Ten slotte is er de ICT-coördinatie. Alle scholen, ook de basisscholen hebben dit jaar voor het eerst een puntenenveloppe ICT gekregen. Die stap lag, na meerdere jaren PC/KD ondersteuning voor de hand. Voor het komende schooljaar bevestigt het decreet de huidige principes.

Een vierde element van dit decreet betreft het beleids- en ondersteunend personeel.

Met de puntenenveloppen voor zorgcoördinatie, administratie en ict-coördinatie kunnen de basisscholen beleids- en ondersteunend personeel aanwerven. Naast de directeur, de onderwijzer en kleuteronderwijzer - en sinds kort de kinderverzorger -, komt er nu voor het eerst een volwaardige statutair kader voor de pedagogische en administratieve ondersteuning van de directeur en het leerkrachtenteam.

In deze groep is er plaats voor twee nieuwe ambten: dat van beleidsmedewerker en administratieve medewerker.

De beleidsmedewerker vervult een veeleer pedagogische taak. Op die manier ontstaat enerzijds een perspectief voor loopbaandifferentiatie voor de onderwijzers en kleuteronderwijzers. Anderzijds is het ambt toegankelijk voor personen met een bredere expertise, zodat basisscholen aanvullende competenties in huis kunnen halen. Zo kan de basisschool een complementair team inschakelen, dat adequaat weet om te gaan met leerstoornissen en gestalte geeft aan een echt zorgbeleid.

Met het statutair maken van het ambt van administratief medewerker geeft dit decreet ook uitvoering aan een deel van de Collectieve Arbeidsovereenkomst (CAO) VI. Vanaf september 2003 kunnen de administratieve medewerkers op de schoolsecretariaten van de basisscholen volwaardig statutair worden aangesteld. Hierbij kent het decreet een aantal rechten toe aan de personeelsleden die deze taken op dit moment in de basisschool uitvoeren.

Deze maatregel komt tegemoet aan de wens om een volwaardig statuut voor de administratieve medewerkers van de basisscholen te creëren. Ongeveer 2000 personeelsleden zullen hun plaats kunnen vinden in dit nieuwe kader.

De nieuwe functies van zorgbegeleider, ict-coördinator en administratief medewerker vragen vaak een schooloverstijgende inzetbaarheid. Daarom is in dit decreet voorzien dat het beleids- en ondersteunend personeel ook in een andere school van de scholengemeenschap kan worden ingezet.

Het voorlaatste item van dit decreet betreffende het landschap basisonderwijs behandelt wijzigingen aan de decreten rechtspositie.

De scholengemeenschappen van het basisonderwijs hebben ook een impact op de rechtspositieregeling van de personeelsleden.

Alle contractuele administratieve personeelsleden (zie o.a. nepstatuten) komen in de rechtspositieregeling van het onderwijspersoneel terecht. Concreet worden zij eerst tijdelijke personeelsleden en kunnen zij op 1 januari 2004 reeds vast benoemd worden. Deze maatregel is de grootste regularisatie van nepstatuten binnen het onderwijspersoneel ooit.

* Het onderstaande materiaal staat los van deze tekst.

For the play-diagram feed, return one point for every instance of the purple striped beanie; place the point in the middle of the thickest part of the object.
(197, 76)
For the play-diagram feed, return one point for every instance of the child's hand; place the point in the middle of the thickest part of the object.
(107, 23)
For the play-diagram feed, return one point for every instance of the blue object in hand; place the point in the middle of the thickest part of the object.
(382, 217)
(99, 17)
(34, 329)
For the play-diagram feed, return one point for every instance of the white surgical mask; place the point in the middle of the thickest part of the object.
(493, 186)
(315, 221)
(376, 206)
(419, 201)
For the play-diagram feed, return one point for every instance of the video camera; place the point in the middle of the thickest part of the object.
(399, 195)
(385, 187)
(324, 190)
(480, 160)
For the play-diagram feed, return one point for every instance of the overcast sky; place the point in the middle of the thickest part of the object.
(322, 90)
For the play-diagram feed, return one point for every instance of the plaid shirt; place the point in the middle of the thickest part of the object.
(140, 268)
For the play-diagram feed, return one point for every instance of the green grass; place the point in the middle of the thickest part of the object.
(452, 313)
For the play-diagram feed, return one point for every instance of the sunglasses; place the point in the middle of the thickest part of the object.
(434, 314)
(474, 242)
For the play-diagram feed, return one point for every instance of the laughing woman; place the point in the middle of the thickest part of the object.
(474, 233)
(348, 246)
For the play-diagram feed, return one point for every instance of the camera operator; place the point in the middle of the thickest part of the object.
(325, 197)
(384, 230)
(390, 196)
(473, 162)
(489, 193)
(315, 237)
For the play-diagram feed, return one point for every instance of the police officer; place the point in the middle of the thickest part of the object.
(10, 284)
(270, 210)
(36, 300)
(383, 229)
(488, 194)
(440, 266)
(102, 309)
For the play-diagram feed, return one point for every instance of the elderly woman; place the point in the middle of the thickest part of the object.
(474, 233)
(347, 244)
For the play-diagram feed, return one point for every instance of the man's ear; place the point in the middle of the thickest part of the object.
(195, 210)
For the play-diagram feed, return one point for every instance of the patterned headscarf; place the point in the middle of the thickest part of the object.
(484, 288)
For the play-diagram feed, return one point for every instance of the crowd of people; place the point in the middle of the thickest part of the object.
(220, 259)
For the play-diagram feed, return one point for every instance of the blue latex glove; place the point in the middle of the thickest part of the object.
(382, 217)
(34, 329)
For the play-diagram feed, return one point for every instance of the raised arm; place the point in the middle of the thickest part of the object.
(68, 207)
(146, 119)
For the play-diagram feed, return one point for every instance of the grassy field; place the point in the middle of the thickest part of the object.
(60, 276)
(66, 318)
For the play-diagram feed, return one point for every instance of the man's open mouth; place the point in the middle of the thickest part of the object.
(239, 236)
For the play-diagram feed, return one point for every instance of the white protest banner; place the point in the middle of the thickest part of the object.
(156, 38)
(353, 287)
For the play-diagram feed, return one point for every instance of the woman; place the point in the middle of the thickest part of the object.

Vanaf 2005 betekent de oprichting van de scholengemeenschappen in het basisonderwijs ook dat de dienstanciënniteit die nodig is om het recht te verwerven op een tijdelijke aanstelling van doorlopende duur of om vastbenoemd te kunnen worden, vanaf dat ogenblik kan worden opgebouwd op basis van alle diensten die in een scholengemeenschap werden gepresteerd. Tot vandaag gebeurt dit op basis van diensten in een schoolbestuur.

Het in 2005 laten ingaan van deze bepalingen laat toe dat de scholen die kiezen om een scholengemeenschap te vormen voldoende tijd hebben om elkaar beter te leren kennen en hun personeelsbeleid op elkaar af te stemmen. Vanaf 2005 zullen de schoolbesturen bij hun wervingen of vaste benoemingen immers rekening houden met alle personeelsleden die binnen de scholengemeenschap deze rechten kunnen doen gelden. Dit gegeven zal een echte hefboom zijn om goede afspraken over samenwerking te maken.

Ten slotte zijn er nog de andere bepalingen.

Omdat op het niveau scholengemeenschappen afspraken worden gemaakt en beslissingen worden genomen die het personeel betreffen, is het logisch dat hierover syndicaal overleg kan worden gepleegd op het niveau scholengemeenschap.

De scholengemeenschappen van het basisonderwijs krijgen vanaf september 2005 ook een belangrijke bevoegdheid op het vlak van de voordracht en verankering van leerkrachten in de vervangingspool.